There are still a lot of questions surrounding interstate liquidity sharing. The US Department of Justice (DOJ) is most notably attempting to extend the Wire Act to apply to all forms of gambling, rather than just sports betting. A federal court struck down that attempt, but the DOJ is now working through the appeals process.
WSOP/888 already shares liquidity between Nevada, Delaware, and New Jersey. If partypoker were to launch in Nevada, it would likely follow suit. As for other states, including Pennsylvania, it’s unlikely that regulators will be open to the idea of shared liquidity until the DOJ’s legal battle is resolved.
International shared liquidity is a far more remote possibility. If it’s even possible, it’s sufficiently far off to not be a legitimate consideration for now.
Compared to other poker operators, partypoker is in good legal standing thanks to its decision to depart the US market immediately after the UIGEA came into effect in 2006.
Its parent company has many subsidiaries, however, and some of these have occasionally had compliance issues.
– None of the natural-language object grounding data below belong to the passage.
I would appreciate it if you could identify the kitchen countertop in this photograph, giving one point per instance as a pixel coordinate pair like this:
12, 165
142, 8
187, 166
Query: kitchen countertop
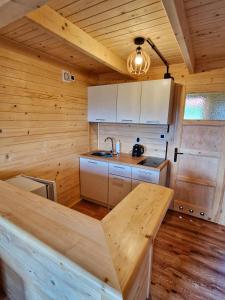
124, 158
109, 249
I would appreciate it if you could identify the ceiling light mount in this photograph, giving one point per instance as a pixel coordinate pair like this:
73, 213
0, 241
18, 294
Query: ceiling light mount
138, 63
139, 41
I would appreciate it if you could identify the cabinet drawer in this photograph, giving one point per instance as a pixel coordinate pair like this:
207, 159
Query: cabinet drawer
145, 175
119, 187
120, 170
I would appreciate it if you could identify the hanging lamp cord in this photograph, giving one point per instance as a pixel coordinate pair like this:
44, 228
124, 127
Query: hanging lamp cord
167, 74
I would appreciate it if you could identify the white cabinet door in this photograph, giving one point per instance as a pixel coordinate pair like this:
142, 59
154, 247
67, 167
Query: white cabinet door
128, 102
94, 180
146, 175
135, 183
102, 103
156, 101
119, 187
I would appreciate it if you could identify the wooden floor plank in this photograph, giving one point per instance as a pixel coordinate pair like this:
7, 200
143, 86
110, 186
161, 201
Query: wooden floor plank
189, 257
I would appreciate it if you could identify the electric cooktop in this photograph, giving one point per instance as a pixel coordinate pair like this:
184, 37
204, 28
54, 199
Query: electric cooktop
151, 161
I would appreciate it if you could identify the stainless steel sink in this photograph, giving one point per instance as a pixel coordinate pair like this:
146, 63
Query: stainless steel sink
102, 153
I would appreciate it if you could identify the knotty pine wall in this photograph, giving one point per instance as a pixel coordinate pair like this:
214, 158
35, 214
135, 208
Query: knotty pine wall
43, 122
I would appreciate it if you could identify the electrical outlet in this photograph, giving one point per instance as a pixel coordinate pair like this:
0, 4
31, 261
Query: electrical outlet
67, 76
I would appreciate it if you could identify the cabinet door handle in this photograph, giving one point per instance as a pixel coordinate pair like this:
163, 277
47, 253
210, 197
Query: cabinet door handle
152, 122
176, 153
118, 167
92, 162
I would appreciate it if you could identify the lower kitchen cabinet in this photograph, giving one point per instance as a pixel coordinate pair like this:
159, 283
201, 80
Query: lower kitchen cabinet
119, 187
135, 183
94, 180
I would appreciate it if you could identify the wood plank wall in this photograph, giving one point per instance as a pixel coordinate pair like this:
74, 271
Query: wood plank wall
127, 134
192, 184
43, 122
In particular, its license application in Nevada came into jeopardy due to GVC having acquired a company that was, at the time, doing business illegally in Turkey.
Though it did ultimately receive its license, the vote by the Nevada Gaming Control Board was split 2-1 and the license came with conditions — such as GVC being required to pay $100,000 to cover additional investigations into its operations.
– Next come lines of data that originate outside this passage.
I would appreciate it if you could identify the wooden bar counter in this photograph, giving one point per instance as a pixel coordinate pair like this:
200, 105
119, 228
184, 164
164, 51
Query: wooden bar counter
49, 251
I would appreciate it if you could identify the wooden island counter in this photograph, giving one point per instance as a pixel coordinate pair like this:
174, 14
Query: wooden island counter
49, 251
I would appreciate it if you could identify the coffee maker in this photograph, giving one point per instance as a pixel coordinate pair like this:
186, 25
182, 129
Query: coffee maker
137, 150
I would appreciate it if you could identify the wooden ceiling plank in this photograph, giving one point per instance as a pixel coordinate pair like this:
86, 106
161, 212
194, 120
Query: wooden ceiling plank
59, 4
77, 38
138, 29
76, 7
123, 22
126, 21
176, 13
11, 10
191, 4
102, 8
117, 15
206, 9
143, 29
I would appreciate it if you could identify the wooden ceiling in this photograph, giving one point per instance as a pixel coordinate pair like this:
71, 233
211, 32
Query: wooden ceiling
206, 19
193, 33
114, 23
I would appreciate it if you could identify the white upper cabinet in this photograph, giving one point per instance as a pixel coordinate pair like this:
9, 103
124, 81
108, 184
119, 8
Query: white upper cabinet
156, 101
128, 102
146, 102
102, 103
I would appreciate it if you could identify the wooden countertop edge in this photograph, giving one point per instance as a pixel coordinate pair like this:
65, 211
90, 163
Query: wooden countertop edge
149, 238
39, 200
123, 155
Still, if GVC was able to get past the notoriously strict Nevada regulators, it will likely have no trouble in other states. Certainly, anywhere willing to overlook the past indiscretions of PokerStars should be favorably inclined towards partypoker.
Partypoker was originally created in 2001 by PartyGaming, itself founded a few years earlier in 1997 by American entrepreneur Ruth Parasol. It wasn’t the very first online poker site, but it was among the first. Within a few years it was also the biggest, thanks in large part to aggressive television advertising as the poker boom was taking off.
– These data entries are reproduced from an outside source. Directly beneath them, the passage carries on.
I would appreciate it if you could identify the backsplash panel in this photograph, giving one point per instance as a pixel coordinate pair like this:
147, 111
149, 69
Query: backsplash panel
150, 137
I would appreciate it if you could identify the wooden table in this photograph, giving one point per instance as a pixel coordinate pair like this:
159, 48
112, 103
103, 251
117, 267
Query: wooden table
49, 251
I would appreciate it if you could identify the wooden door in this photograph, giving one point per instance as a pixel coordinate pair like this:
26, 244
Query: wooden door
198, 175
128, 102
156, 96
PartyGaming went public with an IPO on the London Stock Exchange in June 2005, with a valuation of almost $8.5 billion. Its share price surged over 40% in the first month of trading, but disaster struck the following year when George W. Bush signed the UIGEA into law.
While competitors like PokerStars, Full Tilt and UltimateBet elected to continue serving US customers, PartyGaming chose to comply with the law and pull out. Its stock immediately plunged by 60%.
In 2011, PartyGaming merged with Austrian online gambling company bwin Interactive Entertainment to form a new company, Bwin.Party. Bwin had operated a poker room on the Ongame network and migrated its players to partypoker’s network after the merger.
Online gaming giant GVC struck a deal to acquire Bwin.Party in 2015, and the transaction closed in February 2016. Today GVC’s worldwide annual revenues exceed $3 billion, of which partypoker accounts for only a tiny part.
Partypoker’s current operations span three individual traffic pools:
2001 – Partypoker first opens and accepts US customers, as was the norm at the time.
2006 – With the passage of the UIGEA, partypoker discontinues US operations and loses its status as the world’s largest online poker room.
November 2013 – Online gambling goes live in New Jersey. Partypoker is one of the first two poker rooms to launch.
September 2014 – Partypoker NJ runs its first Garden State Super Series (GSSS), with $1 million in total guarantees.
March 2017 – Partypoker NJ makes huge cuts to GSSS for its sixth installment. Events reduced from 75 to 11, total guarantees from $1.17M to $270,000.
October 2018 – GSSS runs for the last time. Partypoker forced to pay out big overlays, including for the Main Event and High Roller. Series does not return in 2019.
May 2019 – GVC receives license for Nevada operations, including poker.